More complex behaviors are provided via a set of API classes. These behaviors are common and well-defined but may not be supported in all rendering environments. These API classes provide functions to specify the relevant semantic behavior:

  • UsdLuxLightListAPI provides a "light list" relationship to enumerate locations of known lights in the scene. It can be useful to enumerate lights without requiring full scene traversal. For example, some systems require lights to be declared before the rest of the scene. UsdLuxLightListAPI provides a way to compute this result ahead of time and store the result in a well-defined place. Pipeline integration of UsdLux can use this API to discover and publish lights at an appropriate time – such as export from any system where lights may be created.
  • UsdCollectionAPI provides relationships to represent subsets of geometry to consider for illumination. These provide hierarchical inclusion and exclusion – for example, to illuminate a building but not a window within. UsdLux supports a concept of fractional illumination, allowing partial contribution from a light to a particular object, for rendering systems that support this.
  • UsdLuxShadowAPI provides controls to refine shadow behavior in non-physical ways, including shadow linking, tinting, and falloff.
  • UsdLuxShapingAPI provides controls to shape light emission, including focus, cone-angle falloff, and IES profiles.

Extensibility

Like other USD schemas, UsdLux core may be extended to address features specific to certain environments. Possible renderer- or pipeline-specific capabilities that could be addded as extensions include:

  • specialized light types
    • point cloud lights
    • volumetric/voxel lights
    • procedural sky models
    • light probes, lightfields
  • renderer-specific configuration
    • arbitrary output variable images (AOV's) such as depth or normals
    • light path expressions (LPE's)
    • image post-processing effects
    • refraction and opacity approximations, such as thin shadows
  • sampling and optimization tweaks
    • light sample counts
    • importance multipliers
    • integrator path-depth limits
  • constraint rigging to attach a light to an object

We provide a utility to aide in extending the UsdLux core schemas, namely the schema generation script usdgenschemafromsdr.

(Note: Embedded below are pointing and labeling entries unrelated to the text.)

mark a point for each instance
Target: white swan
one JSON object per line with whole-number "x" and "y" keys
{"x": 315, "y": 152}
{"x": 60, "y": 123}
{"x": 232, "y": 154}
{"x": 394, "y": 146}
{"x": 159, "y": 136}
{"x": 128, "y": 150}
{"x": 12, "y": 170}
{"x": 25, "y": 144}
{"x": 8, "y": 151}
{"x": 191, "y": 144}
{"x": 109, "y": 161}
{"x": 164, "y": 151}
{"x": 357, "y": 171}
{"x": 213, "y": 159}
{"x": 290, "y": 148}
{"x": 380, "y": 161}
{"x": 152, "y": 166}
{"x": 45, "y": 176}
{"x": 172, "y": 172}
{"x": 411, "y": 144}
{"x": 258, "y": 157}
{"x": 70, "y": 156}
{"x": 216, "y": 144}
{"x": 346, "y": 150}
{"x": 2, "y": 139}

This script can be used to generate new light schemas from the shader nodes in the SdrRegistry. These light schemas can be typed schemas that describe a completely new light type or can be applied API schemas that extend an existing light type automatically by being specified to auto apply to an existing light (such as UsdLuxDiskLight) or light API (such as UsdLuxMeshLightAPI).

Plugin Lights and Light Filters

We expect "published, pipeline citizen" render delegates to provide codeless schema libraries that contain typed schemas and/or applied API schemas that define or extend all of the renderer's core light types. But some render delegates may be developed as part of a proprietary application package that is only using USD as a mechanism to communicate to that render delegate. In other words, the application doesn't really want to participate in the open USD ecosystem, but needs to use it for rendering scenes imported from USD and augmented using application/renderer-specific lighting features, or finds it useful to use USD as an archiving format to send jobs to a render-farm so that the full application need not be run there.

In order to lower the barrier somewhat for such applications, we provide UsdLuxPluginLight and UsdLuxPluginLightFilter, concrete schema types that specify a "node identification" encoding just like UsdShadeShader, so that the application need only plug its extensions into Sdr (by providing node definitions that will be consumed by render delegates), and not be required to take the extra step of generating USD schema definitions. Because they provide less easily accessible information to users, we do not advocate using these types in pipeline-persistent "user-level" USD files.